Predicting NBA MVP
Published:
By Max Rotblut
Predicting the MVP of a season using Machine Learning (Sklearn) with data from 2019-20 season to 2023-24 season for all players and data from the 1955-56 season for MVP’s
I did this using Machine learning, the model I created first applies a Standard Scalar transformation then a Linear Regression.
A standard scaler centers the data around 0 then makes the variance of the data 1, allowing the machine to easily understand the data is comparison to other columns. The following transformation is applied:
\[x_{scaled} = X - \frac{\mu}{\sigma}\]After the data is made uniform, a linear regression is applied, this assumes there is a relationship between the data and finds the relationship using ordinary least squares linear regression. Sklearn forms the following formula:
\[y = Xw + b\]Where
$y$ = the dependant variable (Whether or not a player is MVP)
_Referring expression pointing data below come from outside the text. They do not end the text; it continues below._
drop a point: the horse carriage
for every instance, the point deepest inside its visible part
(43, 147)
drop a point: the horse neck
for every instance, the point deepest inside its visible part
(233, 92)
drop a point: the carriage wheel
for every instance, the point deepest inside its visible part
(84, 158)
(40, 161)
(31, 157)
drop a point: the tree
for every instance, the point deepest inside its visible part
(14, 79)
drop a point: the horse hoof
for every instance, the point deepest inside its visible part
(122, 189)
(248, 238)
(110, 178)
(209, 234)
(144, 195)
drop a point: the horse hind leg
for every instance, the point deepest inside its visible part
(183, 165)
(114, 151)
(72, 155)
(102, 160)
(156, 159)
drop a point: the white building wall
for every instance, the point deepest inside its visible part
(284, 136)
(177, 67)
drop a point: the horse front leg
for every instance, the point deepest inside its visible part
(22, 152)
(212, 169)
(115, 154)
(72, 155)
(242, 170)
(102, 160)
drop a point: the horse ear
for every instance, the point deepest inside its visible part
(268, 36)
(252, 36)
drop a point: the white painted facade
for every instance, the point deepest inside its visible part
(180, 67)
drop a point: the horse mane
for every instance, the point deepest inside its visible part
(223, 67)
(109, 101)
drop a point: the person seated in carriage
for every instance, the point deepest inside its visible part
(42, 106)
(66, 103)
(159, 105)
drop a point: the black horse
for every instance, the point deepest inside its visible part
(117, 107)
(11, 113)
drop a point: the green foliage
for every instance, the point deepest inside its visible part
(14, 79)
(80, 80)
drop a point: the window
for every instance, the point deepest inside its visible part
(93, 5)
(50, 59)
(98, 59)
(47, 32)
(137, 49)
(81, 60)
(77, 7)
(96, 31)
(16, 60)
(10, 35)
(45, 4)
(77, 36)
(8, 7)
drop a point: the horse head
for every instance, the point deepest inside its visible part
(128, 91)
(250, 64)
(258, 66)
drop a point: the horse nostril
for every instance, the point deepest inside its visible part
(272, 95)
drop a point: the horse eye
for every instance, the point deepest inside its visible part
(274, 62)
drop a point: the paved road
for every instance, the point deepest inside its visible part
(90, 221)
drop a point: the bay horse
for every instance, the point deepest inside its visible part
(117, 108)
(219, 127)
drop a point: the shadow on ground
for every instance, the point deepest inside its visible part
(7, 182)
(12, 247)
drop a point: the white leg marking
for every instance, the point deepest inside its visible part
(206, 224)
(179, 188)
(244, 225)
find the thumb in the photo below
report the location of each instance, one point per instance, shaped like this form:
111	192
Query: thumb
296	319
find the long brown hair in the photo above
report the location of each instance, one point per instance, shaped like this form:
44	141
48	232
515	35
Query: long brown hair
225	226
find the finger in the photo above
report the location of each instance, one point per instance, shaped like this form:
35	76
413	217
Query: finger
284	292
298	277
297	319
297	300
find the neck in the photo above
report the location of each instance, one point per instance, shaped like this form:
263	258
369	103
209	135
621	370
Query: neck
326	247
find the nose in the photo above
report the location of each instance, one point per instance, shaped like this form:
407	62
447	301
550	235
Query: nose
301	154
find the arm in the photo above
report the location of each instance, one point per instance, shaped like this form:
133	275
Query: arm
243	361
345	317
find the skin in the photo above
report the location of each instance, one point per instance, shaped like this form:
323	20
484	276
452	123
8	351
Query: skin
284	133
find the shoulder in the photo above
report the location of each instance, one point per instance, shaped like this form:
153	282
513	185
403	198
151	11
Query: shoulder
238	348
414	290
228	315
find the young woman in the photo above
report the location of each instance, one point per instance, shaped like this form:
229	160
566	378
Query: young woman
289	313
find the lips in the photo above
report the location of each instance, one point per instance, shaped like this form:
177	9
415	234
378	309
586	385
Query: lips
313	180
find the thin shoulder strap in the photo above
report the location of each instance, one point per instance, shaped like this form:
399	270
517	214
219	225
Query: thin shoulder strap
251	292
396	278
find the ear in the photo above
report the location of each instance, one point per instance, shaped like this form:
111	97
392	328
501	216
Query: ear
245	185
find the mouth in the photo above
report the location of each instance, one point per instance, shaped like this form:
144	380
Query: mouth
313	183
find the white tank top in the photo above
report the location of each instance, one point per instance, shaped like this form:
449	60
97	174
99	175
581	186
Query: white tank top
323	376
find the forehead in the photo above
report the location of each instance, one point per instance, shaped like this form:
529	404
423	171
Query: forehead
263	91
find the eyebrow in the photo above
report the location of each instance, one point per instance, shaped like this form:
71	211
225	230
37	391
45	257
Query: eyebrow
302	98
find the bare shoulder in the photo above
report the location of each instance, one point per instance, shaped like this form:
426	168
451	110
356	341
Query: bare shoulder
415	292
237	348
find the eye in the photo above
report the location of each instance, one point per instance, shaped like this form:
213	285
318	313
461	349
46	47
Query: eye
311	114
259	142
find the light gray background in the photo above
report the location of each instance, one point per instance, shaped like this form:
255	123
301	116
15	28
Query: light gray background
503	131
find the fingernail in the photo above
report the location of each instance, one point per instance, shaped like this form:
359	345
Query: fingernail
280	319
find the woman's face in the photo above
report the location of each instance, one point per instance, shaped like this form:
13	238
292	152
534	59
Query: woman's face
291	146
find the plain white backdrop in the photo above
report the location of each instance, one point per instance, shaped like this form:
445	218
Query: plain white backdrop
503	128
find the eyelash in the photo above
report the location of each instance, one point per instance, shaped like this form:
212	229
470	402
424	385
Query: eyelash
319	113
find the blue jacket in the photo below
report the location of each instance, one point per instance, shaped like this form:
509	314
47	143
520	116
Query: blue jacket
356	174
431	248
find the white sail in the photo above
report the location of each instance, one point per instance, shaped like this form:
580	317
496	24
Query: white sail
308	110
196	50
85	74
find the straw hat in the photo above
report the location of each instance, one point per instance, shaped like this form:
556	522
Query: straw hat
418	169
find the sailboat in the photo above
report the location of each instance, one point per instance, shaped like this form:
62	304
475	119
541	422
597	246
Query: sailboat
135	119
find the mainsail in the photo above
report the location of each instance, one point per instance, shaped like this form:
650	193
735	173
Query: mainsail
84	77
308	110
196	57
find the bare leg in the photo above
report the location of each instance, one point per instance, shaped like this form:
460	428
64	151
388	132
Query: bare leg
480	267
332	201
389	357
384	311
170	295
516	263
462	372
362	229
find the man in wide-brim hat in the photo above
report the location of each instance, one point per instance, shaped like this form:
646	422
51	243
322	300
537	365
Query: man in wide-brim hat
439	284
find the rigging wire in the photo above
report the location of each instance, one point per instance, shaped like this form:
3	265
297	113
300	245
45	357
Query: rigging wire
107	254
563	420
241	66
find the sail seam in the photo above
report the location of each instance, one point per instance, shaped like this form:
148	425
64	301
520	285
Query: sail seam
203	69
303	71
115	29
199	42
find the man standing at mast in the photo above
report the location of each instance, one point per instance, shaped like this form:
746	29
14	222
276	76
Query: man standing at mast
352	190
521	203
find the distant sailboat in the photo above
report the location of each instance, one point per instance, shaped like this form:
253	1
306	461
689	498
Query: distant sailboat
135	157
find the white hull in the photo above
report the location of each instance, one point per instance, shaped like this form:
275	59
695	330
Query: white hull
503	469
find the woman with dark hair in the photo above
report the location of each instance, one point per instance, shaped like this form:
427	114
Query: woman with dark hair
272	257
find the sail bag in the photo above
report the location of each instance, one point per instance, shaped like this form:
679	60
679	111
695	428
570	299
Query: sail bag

$X$ = the matrix of input features
$w$ = the vector of coefficients
$b$ = the intercept term
This formula can then be used on new data to predict the dependant variable.
The model is 76% correct at predicting past MVP’s, and can be used to get an idea on who will be MVP for a season. It can’t be perfect because MVP is the opinion of a panel of sportswriters and broadcasters throughout the United States and Canada, therefore the model is trying to predict human decisions based on opinion without any information about the people.